A federação União Progressista, formada por PP e União Brasil, decidiu ficar neutra na disputa presidencial deste ano e não apoiará o pré-candidato do PL, Flávio Bolsonaro. A definição saiu de uma reunião entre os líderes da federação, Ciro Nogueira (PP) e Antônio Rueda (União Brasil), na noite de ontem (21), em Brasília. Segundo interlocutores, um dos motivos foi a falta de acenos de Flávio a Ciro Nogueira quando o presidente do PP foi apontado pela Polícia Federal como alguém que teria feito negócios ilícitos com Daniel Vorcaro, dono do Banco Master. Ciro esperava manifestações públicas do senador para aliviar a pressão sobre ele, o que não ocorreu.
Outro fator decisivo é a meta da federação de formar a maior bancada da Câmara, com 120 deputados federais eleitos. Como os diretórios estaduais fecharam alianças bastante distintas pelo país, tanto com partidos de esquerda quanto de direita, a neutralidade nacional evita conflitos regionais. Nesta semana, a federação em São Paulo declarou apoio a Flávio durante a convenção estadual. O senador participou do evento, agradeceu e chegou a afirmar que contava com a aliança também em âmbito nacional, o que não se confirmou.
A decisão representa um revés na estratégia de Flávio de consolidar o apoio do centrão à sua candidatura.

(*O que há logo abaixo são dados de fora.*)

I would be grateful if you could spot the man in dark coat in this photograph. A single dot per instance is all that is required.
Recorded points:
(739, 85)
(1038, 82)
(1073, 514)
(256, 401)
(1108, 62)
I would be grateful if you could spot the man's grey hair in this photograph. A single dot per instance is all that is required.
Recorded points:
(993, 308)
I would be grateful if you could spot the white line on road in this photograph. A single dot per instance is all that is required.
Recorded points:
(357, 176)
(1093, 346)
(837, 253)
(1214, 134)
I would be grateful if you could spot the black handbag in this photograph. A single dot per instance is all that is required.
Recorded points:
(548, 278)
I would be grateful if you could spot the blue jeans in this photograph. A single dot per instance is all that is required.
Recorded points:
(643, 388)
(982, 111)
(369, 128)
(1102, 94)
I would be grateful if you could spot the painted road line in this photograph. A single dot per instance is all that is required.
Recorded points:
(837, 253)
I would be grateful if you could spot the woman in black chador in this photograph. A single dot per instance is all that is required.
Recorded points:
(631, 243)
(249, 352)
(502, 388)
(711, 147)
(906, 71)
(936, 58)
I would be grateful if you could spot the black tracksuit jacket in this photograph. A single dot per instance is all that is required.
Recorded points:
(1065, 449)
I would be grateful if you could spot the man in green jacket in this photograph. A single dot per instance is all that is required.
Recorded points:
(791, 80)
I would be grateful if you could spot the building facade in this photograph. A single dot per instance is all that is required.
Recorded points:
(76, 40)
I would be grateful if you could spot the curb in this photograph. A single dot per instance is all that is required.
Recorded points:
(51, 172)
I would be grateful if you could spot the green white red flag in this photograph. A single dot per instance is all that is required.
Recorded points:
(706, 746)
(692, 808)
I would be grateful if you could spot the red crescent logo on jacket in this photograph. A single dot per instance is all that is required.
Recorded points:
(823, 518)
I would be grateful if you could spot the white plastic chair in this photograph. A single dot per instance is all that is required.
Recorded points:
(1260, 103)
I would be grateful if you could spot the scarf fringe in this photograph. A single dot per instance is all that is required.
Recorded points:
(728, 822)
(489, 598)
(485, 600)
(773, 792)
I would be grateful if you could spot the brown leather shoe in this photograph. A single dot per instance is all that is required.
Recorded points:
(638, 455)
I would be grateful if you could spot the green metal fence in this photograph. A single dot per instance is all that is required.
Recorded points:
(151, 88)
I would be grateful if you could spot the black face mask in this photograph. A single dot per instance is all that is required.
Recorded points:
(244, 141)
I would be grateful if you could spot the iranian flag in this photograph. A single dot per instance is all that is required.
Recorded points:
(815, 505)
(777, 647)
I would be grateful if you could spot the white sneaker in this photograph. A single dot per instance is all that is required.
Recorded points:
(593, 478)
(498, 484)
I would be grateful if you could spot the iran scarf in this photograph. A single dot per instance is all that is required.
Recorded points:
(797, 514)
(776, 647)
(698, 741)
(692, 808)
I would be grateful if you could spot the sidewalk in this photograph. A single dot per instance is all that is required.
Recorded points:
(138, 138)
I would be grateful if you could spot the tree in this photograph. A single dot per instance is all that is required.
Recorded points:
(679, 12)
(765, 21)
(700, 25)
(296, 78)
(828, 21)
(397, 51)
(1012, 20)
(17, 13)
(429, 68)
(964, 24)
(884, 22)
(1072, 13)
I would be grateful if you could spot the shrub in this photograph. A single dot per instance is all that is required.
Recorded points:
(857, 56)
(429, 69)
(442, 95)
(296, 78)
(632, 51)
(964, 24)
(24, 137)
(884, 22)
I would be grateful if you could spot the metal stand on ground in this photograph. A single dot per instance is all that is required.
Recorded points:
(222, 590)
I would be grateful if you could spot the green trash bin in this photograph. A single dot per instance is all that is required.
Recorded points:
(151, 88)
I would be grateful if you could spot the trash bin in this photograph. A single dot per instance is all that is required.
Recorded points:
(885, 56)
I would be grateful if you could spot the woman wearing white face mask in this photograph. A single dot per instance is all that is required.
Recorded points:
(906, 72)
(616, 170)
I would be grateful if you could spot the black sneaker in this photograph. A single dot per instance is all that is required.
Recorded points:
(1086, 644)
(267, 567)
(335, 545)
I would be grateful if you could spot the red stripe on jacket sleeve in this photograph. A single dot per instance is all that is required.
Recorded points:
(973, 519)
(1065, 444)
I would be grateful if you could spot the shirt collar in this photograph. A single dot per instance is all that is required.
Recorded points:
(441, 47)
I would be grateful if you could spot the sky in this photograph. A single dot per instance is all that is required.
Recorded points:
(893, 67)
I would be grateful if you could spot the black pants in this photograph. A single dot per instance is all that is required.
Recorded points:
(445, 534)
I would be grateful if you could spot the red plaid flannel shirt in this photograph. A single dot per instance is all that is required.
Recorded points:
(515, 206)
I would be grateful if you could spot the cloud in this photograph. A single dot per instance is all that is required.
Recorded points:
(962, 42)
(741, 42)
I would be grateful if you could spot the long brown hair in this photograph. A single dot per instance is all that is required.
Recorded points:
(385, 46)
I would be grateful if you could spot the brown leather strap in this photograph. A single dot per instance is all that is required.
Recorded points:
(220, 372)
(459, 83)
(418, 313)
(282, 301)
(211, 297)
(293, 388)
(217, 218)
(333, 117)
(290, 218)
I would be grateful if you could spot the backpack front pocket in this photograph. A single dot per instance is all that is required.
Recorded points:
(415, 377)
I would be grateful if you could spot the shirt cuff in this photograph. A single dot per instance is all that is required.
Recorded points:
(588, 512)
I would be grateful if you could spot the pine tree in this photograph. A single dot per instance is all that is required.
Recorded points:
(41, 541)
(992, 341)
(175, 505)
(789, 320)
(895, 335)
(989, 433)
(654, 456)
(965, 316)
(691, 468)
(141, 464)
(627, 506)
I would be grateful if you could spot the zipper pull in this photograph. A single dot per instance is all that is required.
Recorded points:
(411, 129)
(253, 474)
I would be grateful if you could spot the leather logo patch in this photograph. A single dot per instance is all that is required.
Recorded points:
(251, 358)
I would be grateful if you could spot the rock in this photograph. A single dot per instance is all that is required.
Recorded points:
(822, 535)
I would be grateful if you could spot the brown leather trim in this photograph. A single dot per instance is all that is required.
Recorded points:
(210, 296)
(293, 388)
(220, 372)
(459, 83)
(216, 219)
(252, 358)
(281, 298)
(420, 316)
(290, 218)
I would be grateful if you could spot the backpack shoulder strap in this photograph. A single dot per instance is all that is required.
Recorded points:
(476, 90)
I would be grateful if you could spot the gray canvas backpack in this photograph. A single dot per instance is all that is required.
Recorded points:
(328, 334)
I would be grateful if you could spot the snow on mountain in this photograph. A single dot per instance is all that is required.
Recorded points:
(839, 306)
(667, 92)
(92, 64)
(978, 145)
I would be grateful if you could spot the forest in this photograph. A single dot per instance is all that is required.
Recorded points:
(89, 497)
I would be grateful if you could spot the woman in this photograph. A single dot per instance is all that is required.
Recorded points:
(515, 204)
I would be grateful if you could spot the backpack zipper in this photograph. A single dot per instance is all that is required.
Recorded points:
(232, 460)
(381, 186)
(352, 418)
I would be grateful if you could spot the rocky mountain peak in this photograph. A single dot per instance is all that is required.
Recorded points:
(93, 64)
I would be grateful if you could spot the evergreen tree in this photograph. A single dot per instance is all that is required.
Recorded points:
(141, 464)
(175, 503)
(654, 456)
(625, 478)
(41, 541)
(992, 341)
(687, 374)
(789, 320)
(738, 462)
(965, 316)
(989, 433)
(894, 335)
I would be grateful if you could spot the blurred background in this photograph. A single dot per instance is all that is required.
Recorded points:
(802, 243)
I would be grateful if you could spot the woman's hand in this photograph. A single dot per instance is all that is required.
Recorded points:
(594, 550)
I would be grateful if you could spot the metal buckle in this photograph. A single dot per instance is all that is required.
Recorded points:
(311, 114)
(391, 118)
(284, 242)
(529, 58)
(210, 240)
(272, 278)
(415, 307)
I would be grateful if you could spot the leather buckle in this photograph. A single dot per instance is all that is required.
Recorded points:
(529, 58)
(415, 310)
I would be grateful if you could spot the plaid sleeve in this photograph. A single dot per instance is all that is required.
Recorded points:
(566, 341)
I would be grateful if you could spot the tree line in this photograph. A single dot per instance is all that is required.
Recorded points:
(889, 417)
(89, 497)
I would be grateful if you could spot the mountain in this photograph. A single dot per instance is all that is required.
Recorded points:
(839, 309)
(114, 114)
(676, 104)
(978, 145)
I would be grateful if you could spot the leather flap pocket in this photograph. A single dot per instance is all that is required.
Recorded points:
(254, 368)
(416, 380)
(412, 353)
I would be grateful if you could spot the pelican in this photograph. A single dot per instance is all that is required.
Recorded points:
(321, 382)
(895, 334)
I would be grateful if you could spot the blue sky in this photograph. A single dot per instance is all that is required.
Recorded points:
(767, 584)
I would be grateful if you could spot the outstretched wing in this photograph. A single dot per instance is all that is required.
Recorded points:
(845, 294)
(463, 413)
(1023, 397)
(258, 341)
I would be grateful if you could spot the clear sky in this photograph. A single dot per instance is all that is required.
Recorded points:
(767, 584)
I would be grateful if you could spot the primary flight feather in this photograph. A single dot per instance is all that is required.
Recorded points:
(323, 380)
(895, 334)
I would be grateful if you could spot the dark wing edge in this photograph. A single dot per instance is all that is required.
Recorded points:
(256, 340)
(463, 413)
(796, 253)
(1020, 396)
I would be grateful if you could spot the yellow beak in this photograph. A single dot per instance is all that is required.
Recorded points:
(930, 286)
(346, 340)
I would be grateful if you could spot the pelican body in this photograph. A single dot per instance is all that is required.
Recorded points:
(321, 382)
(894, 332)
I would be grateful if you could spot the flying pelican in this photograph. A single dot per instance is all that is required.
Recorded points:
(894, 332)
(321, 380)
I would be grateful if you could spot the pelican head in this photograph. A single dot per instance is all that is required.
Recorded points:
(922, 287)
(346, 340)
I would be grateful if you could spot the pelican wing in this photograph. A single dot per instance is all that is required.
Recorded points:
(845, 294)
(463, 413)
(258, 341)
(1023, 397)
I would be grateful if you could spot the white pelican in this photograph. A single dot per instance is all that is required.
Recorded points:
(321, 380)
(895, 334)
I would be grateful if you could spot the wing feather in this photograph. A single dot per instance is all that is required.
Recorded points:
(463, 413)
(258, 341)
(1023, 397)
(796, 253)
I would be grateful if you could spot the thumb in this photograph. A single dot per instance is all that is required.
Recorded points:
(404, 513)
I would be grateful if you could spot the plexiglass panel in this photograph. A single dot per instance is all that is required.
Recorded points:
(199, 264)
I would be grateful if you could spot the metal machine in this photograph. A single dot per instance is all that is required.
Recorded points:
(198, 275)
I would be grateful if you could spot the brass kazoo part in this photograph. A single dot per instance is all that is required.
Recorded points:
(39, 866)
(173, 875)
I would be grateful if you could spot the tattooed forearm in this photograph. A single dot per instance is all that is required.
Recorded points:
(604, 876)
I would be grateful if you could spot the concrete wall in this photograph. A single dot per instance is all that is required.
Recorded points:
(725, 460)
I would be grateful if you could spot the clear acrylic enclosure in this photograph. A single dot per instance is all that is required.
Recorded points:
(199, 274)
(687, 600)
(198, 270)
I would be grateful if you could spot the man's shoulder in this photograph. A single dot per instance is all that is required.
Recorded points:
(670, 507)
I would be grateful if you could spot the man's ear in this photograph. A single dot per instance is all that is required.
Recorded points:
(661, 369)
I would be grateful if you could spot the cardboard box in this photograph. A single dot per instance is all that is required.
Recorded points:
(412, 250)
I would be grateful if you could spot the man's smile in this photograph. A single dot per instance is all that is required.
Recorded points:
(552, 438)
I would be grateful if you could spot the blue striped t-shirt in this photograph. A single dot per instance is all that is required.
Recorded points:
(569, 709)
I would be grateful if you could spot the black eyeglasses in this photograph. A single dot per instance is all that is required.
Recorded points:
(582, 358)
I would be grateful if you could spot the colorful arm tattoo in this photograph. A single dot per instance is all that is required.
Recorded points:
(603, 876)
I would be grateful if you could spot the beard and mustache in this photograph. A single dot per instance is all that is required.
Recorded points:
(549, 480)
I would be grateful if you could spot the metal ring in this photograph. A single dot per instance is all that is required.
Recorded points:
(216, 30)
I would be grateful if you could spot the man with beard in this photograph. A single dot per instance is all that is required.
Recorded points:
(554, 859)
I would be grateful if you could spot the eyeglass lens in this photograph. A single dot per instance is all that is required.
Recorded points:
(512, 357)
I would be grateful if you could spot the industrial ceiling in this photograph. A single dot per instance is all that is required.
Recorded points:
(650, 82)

Na prática, também inviabiliza nomes que o senador cogitava para a vice: as deputadas federais Simone Marquetto e Clarissa Tércio, ambas do PP, ficam fora da disputa pelo posto. No Ceará, a federação segue no palanque de Ciro Gomes ao governo, com convenção marcada para 26 de julho e Roberto Cláudio cotado como vice do tucano.